Use the tips from the first chapters to get your thoughts onto the page. Eliminate self-doubt, or criticism, or forcing yourself to follow any rules while writing that first draft.

Once done, take some time off. Then come back and, using this guide as reference, sharpen that prose through rewriting and even more rewriting.

I have written millions of words for many different projects and purposes. (Dutch and English, fiction and non-fiction, websites and novels, etcetera.) But I still mess up my prose in the first draft. I still write clunky paragraphs and lines that are twice as long as they need to be. That’s a natural side-effect of trying to sort your thoughts and put them into coherent sentences.

With every book you write, you get better at delivering a clean first draft.
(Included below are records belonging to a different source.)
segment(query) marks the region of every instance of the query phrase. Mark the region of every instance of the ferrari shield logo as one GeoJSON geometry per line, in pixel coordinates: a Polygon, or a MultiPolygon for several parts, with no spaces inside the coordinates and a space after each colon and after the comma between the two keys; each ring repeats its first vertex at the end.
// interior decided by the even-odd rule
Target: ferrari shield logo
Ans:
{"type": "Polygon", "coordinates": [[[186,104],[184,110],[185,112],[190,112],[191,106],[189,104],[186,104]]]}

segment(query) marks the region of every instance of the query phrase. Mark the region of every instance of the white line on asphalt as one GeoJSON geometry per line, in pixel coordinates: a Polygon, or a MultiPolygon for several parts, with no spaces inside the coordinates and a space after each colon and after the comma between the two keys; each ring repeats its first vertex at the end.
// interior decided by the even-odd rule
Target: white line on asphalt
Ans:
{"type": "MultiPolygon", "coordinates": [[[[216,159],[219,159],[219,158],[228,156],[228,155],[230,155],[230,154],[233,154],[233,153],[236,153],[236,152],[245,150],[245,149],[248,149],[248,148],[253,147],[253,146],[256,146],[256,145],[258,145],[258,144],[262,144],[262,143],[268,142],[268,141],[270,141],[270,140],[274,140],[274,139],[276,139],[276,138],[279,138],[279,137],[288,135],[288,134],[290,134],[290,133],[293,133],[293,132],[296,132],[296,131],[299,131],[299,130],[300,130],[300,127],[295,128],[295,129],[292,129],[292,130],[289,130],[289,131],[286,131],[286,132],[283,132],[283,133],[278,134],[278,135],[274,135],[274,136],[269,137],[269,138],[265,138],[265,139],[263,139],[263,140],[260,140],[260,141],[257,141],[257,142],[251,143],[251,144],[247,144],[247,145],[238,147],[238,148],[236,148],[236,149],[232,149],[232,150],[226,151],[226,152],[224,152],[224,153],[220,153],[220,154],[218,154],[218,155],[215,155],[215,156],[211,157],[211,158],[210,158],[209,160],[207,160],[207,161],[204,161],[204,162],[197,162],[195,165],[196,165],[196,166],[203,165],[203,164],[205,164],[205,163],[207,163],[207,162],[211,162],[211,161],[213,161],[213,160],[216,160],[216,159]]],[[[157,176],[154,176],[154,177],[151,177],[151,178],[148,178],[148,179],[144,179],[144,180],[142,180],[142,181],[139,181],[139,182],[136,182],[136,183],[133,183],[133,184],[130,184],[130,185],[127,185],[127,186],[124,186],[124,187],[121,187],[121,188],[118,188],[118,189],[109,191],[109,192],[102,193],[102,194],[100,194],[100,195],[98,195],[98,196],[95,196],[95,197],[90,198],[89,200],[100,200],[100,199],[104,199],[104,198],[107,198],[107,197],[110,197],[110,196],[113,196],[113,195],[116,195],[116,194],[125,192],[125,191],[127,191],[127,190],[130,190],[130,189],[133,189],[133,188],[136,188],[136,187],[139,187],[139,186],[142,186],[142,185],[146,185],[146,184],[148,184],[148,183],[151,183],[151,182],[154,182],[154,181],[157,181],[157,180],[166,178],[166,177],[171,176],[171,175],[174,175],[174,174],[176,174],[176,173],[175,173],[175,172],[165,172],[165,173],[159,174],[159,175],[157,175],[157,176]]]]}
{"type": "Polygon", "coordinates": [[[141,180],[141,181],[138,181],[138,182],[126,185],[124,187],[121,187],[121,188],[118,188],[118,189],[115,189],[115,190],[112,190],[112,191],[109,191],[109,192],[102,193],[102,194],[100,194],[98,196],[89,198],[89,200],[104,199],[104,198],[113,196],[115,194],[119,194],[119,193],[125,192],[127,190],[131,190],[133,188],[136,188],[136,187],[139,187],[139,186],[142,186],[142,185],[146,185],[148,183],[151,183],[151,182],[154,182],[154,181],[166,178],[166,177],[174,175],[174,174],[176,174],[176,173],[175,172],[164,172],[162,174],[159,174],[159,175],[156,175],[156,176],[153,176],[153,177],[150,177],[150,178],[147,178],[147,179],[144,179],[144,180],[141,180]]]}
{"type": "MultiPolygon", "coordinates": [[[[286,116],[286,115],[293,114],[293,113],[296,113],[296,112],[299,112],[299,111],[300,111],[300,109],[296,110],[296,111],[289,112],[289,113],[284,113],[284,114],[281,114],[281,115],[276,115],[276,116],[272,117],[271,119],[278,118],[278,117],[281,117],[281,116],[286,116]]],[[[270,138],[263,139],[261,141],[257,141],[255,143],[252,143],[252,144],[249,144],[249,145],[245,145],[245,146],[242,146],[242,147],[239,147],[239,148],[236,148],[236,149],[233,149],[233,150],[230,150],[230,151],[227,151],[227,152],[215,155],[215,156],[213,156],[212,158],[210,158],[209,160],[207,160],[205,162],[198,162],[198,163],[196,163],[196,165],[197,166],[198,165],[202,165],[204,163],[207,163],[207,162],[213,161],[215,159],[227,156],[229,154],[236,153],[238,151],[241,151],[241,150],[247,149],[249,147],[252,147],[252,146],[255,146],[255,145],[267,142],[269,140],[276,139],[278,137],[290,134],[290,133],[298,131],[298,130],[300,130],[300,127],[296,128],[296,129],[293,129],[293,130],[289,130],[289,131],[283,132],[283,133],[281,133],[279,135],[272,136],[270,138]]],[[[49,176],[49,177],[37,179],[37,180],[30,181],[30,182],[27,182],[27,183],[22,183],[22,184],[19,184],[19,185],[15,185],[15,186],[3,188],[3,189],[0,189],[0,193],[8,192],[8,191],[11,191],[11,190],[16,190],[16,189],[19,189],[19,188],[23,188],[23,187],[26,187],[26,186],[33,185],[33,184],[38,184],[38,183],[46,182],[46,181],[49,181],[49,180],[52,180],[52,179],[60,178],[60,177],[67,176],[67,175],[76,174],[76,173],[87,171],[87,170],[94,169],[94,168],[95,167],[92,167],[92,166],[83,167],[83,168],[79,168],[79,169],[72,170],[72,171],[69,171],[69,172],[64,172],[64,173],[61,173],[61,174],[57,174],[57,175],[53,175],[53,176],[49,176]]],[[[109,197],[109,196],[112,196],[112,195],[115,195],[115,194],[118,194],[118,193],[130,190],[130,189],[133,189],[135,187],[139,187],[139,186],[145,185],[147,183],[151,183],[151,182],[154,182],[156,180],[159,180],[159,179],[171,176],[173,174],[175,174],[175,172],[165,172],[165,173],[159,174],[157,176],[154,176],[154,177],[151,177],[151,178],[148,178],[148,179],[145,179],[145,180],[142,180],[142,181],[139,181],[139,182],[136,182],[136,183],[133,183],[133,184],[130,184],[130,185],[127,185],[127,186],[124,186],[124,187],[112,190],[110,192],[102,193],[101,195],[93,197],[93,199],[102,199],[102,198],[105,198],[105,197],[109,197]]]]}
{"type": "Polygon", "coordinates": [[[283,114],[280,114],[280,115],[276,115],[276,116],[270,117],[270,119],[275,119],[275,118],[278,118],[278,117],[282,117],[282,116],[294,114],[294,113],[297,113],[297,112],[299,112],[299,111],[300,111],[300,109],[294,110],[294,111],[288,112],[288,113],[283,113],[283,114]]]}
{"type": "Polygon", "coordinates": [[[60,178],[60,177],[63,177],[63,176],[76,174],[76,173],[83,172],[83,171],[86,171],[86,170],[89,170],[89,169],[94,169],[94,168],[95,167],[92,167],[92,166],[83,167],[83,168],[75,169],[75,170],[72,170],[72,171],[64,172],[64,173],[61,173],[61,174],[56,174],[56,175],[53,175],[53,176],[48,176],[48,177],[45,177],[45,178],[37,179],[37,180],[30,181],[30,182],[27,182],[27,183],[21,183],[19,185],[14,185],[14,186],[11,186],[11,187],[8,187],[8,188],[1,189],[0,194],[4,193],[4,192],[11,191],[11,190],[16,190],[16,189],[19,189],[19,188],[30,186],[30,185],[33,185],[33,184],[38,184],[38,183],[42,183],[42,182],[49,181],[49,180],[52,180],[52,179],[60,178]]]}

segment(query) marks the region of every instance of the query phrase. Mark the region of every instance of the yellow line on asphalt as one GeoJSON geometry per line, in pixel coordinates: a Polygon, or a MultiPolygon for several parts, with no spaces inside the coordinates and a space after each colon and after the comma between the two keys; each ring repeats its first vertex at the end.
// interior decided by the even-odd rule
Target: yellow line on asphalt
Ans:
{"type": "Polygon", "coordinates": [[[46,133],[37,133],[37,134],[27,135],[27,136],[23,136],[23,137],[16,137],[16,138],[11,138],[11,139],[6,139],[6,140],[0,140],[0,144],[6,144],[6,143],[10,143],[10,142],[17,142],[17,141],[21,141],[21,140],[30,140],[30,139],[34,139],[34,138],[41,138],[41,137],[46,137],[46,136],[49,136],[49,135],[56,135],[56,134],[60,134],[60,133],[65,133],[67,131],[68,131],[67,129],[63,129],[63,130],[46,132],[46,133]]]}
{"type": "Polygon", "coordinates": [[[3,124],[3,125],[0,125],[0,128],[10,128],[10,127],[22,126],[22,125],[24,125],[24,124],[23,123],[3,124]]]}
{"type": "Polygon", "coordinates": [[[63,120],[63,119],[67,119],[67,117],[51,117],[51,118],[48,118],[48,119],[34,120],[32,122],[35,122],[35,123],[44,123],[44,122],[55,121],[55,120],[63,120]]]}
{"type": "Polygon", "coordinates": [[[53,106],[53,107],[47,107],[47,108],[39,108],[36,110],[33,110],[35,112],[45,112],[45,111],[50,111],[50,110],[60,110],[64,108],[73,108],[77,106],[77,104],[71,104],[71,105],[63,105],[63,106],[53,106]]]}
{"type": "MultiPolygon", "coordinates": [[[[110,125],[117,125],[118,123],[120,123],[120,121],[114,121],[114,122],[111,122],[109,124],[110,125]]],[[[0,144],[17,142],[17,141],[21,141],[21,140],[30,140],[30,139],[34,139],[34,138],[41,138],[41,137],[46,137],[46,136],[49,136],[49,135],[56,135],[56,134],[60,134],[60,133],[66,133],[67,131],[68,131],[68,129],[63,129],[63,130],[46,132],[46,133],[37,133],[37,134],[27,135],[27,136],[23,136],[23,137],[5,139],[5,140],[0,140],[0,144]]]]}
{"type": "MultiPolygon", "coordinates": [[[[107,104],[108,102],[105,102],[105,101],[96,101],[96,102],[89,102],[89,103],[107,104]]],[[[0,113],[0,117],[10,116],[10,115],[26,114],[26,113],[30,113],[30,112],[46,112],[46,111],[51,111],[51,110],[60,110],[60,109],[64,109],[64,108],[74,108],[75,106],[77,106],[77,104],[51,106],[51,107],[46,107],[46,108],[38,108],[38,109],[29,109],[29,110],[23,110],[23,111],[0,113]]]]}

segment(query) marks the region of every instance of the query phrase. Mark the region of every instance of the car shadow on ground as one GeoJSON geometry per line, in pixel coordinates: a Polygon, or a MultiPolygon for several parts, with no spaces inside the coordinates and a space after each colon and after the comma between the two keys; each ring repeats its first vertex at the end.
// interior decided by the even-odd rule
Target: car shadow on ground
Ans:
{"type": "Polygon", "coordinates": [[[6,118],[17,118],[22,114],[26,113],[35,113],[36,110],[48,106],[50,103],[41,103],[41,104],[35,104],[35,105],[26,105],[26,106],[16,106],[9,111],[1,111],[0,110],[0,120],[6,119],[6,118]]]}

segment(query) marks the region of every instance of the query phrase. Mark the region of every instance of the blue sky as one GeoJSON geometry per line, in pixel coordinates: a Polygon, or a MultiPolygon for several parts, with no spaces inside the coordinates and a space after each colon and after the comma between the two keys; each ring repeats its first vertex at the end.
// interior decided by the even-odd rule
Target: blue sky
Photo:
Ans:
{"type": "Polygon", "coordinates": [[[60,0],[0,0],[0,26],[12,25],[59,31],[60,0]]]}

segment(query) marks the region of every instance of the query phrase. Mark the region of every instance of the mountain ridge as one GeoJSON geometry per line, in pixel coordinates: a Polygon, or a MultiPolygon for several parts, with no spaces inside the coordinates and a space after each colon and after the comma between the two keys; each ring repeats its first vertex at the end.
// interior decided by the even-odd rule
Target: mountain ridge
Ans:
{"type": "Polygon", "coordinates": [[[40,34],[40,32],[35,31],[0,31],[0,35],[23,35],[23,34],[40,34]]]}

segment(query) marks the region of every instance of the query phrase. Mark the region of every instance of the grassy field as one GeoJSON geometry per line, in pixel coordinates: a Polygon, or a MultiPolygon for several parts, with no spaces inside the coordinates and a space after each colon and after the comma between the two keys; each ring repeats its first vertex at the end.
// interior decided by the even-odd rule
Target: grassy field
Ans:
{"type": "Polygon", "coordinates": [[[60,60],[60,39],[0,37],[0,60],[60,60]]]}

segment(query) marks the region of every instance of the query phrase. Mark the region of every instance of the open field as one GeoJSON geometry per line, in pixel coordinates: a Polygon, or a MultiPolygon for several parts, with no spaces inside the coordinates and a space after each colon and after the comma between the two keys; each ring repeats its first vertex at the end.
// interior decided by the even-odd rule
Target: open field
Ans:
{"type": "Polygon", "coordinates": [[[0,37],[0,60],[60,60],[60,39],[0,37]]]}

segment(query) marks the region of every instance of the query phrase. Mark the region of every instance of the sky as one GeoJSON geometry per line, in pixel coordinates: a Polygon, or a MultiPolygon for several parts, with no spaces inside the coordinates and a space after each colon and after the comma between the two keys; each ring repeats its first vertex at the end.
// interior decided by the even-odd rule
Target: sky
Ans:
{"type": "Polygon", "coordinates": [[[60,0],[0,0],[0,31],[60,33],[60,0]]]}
But the issue never goes away—nobody gets things right the first time.

So, in short, how do you write great prose? Write terrible prose first, then improve it through hundreds of tips and techniques you learn over time.

As always, this course is part of a bigger category called Creative Writing. If you haven’t already, I recommend starting with the Storytelling course that teaches how to write books from start to finish. It links to related topics (such as plotting or developing characters) wherever needed.

With these courses, I really tried to distill everything I know and learned from years of writing into practical and interesting articles.

Remark

All writing courses combined have been the largest writing project I ever did. It was silly of me to think that it would just be “a few weekends of work”. And I still regularly think “I’m so stupid, I completely forgot to mention this one tip I learned, I need to add that!”

Hopefully, I succeeded and helped a few people out there!